/assignment-1---linguistic-analysis-using-nlp-drasbaek

Assignment 1 for the course "Language Analytics" at Aarhus University. Solution by Anton Drasbæk Schiønning.

Primary LanguagePython

Assignment 1: Linguistic Analysis

Repository Overview

  1. Description
  2. Repository Tree
  3. Usage
  4. Modified Usage
  5. Example of Results

Description

This repository is the solution by Anton Drasbæk Schiønning (202008161) to assignment 1 in the course "Language Analytics" at Aarhus University.
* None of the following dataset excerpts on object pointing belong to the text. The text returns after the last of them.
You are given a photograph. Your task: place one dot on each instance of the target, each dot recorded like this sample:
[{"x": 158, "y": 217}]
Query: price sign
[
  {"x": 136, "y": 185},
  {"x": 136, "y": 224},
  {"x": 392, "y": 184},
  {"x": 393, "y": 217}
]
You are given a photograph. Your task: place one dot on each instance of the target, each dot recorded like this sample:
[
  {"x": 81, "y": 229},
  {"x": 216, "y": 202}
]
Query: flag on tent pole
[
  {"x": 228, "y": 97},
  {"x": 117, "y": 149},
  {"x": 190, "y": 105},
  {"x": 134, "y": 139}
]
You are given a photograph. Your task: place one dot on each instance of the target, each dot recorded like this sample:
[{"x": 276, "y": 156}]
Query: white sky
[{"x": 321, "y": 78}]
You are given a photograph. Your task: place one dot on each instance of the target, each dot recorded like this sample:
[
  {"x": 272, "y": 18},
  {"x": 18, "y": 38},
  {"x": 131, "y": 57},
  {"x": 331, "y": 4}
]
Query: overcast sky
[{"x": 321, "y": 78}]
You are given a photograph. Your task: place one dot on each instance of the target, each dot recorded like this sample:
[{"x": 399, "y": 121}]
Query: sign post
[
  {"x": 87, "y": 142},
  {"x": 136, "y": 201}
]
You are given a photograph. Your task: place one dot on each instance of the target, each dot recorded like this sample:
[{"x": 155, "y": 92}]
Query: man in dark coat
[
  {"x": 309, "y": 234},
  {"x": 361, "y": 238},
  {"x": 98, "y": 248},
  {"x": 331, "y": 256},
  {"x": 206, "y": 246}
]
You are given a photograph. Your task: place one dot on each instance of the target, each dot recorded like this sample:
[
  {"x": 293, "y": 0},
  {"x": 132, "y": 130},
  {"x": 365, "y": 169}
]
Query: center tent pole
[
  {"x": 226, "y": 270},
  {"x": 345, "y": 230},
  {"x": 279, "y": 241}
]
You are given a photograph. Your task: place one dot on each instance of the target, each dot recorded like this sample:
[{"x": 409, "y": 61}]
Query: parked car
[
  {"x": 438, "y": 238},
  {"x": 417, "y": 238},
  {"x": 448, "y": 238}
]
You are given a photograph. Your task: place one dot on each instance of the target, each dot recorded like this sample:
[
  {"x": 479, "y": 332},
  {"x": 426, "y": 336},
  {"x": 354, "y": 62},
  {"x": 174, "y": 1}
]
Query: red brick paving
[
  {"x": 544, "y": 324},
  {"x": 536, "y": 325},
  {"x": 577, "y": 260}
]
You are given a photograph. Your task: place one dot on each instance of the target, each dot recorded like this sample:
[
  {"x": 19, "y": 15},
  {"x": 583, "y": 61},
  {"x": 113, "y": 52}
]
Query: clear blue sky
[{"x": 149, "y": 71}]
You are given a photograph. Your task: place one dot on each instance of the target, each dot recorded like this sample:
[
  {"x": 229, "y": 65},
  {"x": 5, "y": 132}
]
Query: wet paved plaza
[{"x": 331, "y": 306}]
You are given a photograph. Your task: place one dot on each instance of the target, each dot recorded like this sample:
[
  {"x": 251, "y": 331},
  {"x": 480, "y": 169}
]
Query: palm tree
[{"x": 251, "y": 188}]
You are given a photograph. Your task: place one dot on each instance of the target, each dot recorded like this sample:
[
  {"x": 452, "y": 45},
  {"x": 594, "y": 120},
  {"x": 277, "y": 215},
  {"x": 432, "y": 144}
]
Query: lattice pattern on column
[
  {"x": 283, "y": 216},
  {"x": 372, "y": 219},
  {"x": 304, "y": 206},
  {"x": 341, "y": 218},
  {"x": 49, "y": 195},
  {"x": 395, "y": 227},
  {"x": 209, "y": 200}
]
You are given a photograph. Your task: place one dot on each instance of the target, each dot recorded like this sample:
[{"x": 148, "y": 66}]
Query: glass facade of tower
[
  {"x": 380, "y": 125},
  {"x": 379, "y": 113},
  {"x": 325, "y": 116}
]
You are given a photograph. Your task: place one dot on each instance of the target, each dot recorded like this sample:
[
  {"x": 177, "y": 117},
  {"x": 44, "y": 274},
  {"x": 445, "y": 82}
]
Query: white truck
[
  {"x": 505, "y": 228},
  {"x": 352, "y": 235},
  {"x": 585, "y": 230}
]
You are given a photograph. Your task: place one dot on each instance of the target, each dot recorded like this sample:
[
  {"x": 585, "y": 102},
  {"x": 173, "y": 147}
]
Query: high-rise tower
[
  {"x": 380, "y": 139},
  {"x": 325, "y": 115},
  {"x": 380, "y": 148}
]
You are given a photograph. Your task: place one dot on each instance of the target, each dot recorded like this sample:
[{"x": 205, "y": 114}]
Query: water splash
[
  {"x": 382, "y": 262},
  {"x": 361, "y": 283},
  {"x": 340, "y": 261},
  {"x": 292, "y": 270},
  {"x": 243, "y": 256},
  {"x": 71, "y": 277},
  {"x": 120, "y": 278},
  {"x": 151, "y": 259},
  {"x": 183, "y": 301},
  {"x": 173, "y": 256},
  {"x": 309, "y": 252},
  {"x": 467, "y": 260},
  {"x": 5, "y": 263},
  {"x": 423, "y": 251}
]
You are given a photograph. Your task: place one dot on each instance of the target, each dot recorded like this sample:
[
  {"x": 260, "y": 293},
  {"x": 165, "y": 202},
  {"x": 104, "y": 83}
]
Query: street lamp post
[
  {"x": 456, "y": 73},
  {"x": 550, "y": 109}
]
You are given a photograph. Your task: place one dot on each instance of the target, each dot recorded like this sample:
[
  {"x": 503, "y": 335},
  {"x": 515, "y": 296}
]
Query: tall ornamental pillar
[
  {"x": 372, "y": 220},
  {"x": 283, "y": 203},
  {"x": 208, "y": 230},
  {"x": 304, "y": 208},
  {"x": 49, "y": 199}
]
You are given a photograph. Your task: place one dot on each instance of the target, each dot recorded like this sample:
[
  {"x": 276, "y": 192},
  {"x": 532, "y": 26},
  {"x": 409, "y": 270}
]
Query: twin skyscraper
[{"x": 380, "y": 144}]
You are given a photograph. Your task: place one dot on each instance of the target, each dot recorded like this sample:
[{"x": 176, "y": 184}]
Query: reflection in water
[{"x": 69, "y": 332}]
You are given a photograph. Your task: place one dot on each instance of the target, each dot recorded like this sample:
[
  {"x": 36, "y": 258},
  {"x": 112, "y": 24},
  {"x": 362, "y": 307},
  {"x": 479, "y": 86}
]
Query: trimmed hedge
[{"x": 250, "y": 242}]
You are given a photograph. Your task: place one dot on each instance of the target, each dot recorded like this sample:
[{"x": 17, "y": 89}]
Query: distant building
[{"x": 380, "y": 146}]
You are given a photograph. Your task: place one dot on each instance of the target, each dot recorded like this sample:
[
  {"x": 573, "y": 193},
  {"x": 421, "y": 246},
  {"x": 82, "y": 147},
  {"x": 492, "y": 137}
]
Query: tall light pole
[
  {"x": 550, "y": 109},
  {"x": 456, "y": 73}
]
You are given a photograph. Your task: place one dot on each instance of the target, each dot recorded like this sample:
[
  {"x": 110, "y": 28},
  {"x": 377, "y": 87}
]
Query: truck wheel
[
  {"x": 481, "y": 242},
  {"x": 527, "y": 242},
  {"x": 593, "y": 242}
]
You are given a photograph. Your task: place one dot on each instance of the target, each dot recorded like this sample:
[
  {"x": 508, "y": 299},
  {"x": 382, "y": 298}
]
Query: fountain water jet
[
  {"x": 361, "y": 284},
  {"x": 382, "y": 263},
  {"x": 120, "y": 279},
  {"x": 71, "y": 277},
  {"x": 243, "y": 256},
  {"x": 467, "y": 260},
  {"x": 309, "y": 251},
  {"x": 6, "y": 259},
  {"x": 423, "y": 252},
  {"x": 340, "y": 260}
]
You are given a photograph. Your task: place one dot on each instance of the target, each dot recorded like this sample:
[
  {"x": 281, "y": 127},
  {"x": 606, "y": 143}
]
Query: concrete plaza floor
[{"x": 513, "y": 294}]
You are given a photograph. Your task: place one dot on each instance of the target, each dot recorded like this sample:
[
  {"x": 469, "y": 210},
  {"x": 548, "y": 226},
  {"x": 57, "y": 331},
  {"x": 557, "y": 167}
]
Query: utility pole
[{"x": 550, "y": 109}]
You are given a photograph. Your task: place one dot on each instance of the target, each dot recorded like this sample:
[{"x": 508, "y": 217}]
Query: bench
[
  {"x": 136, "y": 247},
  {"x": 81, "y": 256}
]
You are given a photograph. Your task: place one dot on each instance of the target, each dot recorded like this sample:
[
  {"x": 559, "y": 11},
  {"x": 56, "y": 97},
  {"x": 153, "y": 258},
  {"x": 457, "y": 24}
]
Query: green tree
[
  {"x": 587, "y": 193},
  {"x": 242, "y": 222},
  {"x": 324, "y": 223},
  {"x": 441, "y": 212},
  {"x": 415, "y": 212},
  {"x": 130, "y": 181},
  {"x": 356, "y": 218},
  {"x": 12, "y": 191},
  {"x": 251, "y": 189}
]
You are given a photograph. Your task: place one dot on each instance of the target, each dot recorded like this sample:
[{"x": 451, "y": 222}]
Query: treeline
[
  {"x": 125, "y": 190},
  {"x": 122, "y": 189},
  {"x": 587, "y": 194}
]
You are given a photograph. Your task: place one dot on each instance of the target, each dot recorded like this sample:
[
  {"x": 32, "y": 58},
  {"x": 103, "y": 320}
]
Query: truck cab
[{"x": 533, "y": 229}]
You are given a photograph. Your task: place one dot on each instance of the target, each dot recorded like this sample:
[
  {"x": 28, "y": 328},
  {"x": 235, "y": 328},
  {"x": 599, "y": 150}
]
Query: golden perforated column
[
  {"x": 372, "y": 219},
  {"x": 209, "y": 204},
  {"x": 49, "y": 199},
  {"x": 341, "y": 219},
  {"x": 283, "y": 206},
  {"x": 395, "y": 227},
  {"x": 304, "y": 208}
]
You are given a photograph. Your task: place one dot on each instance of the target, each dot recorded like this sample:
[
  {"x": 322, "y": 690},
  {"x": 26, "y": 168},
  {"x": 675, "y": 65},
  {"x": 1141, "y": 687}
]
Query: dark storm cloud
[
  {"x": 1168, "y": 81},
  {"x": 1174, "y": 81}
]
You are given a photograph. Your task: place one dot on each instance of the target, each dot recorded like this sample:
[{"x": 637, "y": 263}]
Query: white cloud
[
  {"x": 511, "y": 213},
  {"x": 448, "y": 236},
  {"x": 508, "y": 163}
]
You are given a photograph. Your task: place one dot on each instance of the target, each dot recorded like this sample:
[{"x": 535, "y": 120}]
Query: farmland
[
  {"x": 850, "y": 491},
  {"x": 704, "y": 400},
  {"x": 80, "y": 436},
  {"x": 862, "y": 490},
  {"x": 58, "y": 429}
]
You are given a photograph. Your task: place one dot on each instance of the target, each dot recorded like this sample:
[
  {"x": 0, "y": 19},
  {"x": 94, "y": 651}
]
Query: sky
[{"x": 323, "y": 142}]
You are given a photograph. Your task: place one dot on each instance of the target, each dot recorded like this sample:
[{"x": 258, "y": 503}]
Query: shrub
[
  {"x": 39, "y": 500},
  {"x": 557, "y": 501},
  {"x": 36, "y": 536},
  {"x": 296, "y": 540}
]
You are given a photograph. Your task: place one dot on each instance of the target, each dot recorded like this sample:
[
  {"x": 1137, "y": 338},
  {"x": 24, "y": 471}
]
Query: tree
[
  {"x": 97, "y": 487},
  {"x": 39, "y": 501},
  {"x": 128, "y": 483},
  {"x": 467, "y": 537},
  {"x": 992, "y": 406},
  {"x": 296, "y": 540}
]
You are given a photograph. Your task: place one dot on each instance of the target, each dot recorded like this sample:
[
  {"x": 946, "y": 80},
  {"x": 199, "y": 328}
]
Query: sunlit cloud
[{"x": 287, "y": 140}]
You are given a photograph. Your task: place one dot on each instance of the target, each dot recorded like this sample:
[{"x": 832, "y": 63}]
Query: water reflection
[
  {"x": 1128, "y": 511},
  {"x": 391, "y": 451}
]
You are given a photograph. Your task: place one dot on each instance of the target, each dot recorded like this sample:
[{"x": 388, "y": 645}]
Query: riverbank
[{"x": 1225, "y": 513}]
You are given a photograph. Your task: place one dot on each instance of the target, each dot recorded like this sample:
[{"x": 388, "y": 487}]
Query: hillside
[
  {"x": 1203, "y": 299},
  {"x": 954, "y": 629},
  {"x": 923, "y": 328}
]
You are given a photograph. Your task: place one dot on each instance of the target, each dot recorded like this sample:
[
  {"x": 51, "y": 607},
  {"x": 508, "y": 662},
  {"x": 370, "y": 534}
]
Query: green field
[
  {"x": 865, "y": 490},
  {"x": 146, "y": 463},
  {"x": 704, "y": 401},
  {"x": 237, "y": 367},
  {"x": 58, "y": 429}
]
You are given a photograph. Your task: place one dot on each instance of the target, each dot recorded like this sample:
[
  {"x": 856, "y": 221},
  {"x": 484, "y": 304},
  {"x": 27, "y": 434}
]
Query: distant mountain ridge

It sets out to conduct a lingustic analysis on the USECorpus dataset. This dataset contains a collection of essays from the English department at Uppsala University in Sweden. For more information, check the readme in the in directory. This lingustic analysis is set up to utilize a spaCy model and extract the following information for each text in the corpus:

  • Relative frequency counts of nouns, verbs, adjectives and adverbs per 10K words in the text.
  • The number of unique persons, locations and organizations in the text.

Repository Tree

├── README.md
├── assign_desc.md
├── in
│   ├── USEcorpus    <---- the Uppsala Student English Corpus dataset
│   │   ├── a1
│   │   │   ├── 0100.a1.txt   <---- example of text file to be analyzed
│   │   │   ├── 0101.a1.txt
│   │   │   ├── ...
│   │   │   ├── 5022.a1.txt
│   │   │   └── 5031.a1.txt
│   │   ├── a2
│   │   ├── a3
│   │   ├── ...
│   │   ├── b8
│   │   └── c1
│   └── README.md
├── out
│   ├── a1.csv      <---- analysis of all txt files in a1 in-folder
│   ├── a2.csv
│   ├── ...
│   ├── b8.csv
│   └── c1.csv
├── requirements.txt
├── run.sh
├── setup.sh
└── src
    └── main.py   <---- script for completing full lingustic analysis           

Usage

Running the analysis only assumes that you have Python3 installed and clone this repository. To run the full analysis, execute the run file from the root directory of the project as such:

bash run.sh

This will complete the following steps:

  1. Create and activate a virtual environment
  2. Install requirements to that environment
  3. Install the SpaCy model
  4. Run the analysis script
  5. Deactivate the environment

The results are saved to the out directory, structured as seen on the repository tree.

Modified Usage

Setup

The analysis can also be run part-by-part which enables the usage of different SpaCy models. To achieve this, firstly run the setup shell script:

bash setup.sh

This creates a virtual environment, installs requirements and downloads the following SpaCy Models: en_core_web_md, en_core_web_sm and en_core_web_trf. If you wish to use another SpaCy model than those three, please install it as such:

python3 -m spacy download <INSERT MODEL NAME>

Run Modified Analysis

With the setup complete, you can use the --model arugment for main.py to specify which SpaCy model should be used:

# run analysis with small model instead of medium
python3 src/main.py --model "en_core_web_sm"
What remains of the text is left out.